Throughout December — as language arts consultant Patti Vitarelli, who oversaw the month’s efforts and the December 20 assembly with the school’s Kindness Committee, explained — Hawley students focused on kindness. Every Hawley student read author and illustrator Peter H. Reynolds’s book The Word Collector, which is an inspiring story about the transformative power of words, according to a description for the book. After reading the book, grade levels completed different projects combining the power of words with being kind, and students representing each grade presented examples of those lessons at the assembly.

Words the students found particularly inspiring were hung as decorations in the school’s hallways too. Ms Vitarelli shared that some of those words were “persevere,” “hero,” “teacher,” “love,” and “you.”

Each grade also took turns leading the assembly in singing songs that emphasize kindness.
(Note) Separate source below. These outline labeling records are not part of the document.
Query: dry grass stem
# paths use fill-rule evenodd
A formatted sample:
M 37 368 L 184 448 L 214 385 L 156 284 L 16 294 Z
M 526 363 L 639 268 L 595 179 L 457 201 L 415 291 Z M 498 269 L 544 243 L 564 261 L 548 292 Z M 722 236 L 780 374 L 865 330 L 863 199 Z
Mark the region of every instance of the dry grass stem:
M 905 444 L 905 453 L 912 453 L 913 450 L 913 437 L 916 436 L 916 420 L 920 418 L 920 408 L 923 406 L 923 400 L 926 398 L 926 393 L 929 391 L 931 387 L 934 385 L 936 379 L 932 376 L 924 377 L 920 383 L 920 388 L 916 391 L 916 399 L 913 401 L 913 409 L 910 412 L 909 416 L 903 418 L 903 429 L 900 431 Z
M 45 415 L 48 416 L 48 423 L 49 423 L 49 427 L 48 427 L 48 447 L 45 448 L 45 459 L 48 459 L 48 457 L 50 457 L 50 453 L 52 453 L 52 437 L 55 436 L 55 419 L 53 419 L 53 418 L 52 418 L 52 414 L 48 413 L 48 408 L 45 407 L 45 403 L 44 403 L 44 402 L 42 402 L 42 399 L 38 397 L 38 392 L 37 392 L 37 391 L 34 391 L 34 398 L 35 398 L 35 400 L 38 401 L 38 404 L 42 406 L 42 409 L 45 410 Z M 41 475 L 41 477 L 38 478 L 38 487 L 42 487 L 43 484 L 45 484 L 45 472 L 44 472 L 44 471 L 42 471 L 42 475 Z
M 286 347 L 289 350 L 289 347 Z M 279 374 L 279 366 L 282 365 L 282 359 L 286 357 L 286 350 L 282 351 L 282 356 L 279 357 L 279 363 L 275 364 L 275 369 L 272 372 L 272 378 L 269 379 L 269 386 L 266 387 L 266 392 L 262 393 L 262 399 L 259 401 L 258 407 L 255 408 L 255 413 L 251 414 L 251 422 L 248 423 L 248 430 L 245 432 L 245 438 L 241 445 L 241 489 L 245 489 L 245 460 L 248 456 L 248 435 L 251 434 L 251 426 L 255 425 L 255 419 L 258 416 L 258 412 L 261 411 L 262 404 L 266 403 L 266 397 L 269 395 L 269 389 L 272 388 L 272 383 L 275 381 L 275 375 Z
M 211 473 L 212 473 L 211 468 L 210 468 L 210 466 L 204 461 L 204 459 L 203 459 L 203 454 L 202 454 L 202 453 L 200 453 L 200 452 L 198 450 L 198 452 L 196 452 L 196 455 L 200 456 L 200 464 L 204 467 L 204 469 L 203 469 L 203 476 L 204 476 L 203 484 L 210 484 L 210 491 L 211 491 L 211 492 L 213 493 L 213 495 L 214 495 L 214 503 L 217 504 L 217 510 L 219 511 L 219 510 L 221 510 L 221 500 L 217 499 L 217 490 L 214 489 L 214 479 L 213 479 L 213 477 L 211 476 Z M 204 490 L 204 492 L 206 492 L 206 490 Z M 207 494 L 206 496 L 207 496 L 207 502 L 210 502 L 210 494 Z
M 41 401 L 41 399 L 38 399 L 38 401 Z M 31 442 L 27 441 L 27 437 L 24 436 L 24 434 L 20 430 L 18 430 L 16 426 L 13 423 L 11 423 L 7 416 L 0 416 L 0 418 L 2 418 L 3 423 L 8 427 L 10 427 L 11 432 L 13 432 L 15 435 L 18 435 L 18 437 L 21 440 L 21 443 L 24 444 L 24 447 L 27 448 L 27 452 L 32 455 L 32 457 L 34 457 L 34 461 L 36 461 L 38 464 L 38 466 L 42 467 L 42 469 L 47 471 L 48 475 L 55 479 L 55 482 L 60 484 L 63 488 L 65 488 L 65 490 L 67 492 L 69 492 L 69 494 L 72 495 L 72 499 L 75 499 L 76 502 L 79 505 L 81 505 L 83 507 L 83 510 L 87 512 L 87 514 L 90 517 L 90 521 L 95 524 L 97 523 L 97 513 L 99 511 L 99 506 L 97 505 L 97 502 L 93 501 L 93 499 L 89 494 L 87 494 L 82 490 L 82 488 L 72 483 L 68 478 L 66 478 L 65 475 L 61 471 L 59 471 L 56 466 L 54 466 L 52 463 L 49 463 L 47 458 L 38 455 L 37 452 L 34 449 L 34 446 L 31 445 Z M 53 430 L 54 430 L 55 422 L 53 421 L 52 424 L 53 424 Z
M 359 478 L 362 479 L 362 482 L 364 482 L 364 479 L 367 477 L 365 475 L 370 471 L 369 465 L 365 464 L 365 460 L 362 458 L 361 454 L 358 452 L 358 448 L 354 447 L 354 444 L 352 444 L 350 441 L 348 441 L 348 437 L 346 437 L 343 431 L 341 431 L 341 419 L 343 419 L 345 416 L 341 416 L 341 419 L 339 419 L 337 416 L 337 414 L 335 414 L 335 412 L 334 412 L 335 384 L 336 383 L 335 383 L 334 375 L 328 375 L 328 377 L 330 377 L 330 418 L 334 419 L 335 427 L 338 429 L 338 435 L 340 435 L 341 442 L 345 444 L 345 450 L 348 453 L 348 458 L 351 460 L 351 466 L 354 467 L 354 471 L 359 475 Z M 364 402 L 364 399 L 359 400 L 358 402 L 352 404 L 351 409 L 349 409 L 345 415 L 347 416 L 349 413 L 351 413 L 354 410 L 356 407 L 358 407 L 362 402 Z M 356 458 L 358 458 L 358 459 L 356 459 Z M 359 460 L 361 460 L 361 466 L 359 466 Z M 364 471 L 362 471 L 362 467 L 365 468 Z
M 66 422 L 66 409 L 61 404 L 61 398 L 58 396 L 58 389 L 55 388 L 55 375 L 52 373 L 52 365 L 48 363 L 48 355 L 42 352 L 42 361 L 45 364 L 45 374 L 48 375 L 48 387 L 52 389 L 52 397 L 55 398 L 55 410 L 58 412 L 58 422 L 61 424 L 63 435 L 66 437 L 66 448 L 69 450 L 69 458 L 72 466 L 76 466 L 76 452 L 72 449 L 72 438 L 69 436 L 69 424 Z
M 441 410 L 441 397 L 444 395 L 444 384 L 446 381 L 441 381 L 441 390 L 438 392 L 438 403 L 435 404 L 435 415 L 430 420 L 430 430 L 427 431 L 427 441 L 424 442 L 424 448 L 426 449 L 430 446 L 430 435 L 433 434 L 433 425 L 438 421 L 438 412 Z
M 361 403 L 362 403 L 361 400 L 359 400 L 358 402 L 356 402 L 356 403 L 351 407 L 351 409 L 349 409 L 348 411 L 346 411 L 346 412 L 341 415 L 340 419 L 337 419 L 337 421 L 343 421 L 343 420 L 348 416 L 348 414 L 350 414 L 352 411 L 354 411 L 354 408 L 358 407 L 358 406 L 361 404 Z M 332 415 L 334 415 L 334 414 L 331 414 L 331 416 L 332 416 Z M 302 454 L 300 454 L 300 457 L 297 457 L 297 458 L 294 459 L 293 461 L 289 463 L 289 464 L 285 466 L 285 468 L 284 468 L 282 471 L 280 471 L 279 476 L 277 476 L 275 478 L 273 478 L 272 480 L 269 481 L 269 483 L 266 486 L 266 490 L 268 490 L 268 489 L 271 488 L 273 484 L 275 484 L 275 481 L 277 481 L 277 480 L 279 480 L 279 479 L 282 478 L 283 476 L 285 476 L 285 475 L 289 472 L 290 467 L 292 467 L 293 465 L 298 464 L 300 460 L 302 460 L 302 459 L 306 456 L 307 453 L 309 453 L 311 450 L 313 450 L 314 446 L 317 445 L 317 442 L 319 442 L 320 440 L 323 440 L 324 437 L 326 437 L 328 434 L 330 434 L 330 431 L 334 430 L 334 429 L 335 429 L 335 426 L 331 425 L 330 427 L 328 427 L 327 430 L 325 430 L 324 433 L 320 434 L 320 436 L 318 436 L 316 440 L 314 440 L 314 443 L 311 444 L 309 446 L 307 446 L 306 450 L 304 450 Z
First graders shared how they can use their words to change the world. As one student said at the assembly, words can “be positive if someone is being mean.” The first graders then led the assembly in singing Carole King’s song “Beautiful.”

The students sang out loudly, “You’ve got to get up every morning, with a smile on your face, and show the world all the love in your heart.”

Third grade students turned words they selected from text into poems, and the group sang Colbie Caillat’s “Never Gonna Let You Down.” Kindergarteners selected words that they can use to make the world a better place and sang Louis Armstrong’s “Wonderful World.”

“Words have power, and words matter,” Hawley Principal Christopher Moretti said at the assembly, adding that words stay with people long after conversations are over.

Sharing videos of Dr Martin Luther King, Jr, Lou Gehrig, and Dr Jane Goodall to show the students how each used their words to impact the world, Mr Moretti then told the students to “reach for your own words.”

“Remember to pick your words carefully, because words do matter,” Mr Moretti said.

Near the end of the assembly, Ms Vitarelli said even though Hawley’s month of kindness is over, “it does not mean kindness ends today.”

Then the entire school sang the song “Nothing More” by The Alternate Routes. Everyone clapped along as the assembled students and teachers collectively sang, “We are love. We are one. We are how we treat each other when the day is done. We are peace. We are war. We are how we treat each other and nothing more.”

Hawley lead teacher Jenna Connors assists student Emilia Lasaro at the December 20 assembly as she reads an example of one of the word projects completed at the school in the last month. —Bee Photos, Hallabeck
Hawley Elementary School Principal Christopher Moretti speaks at the December 20 assembly.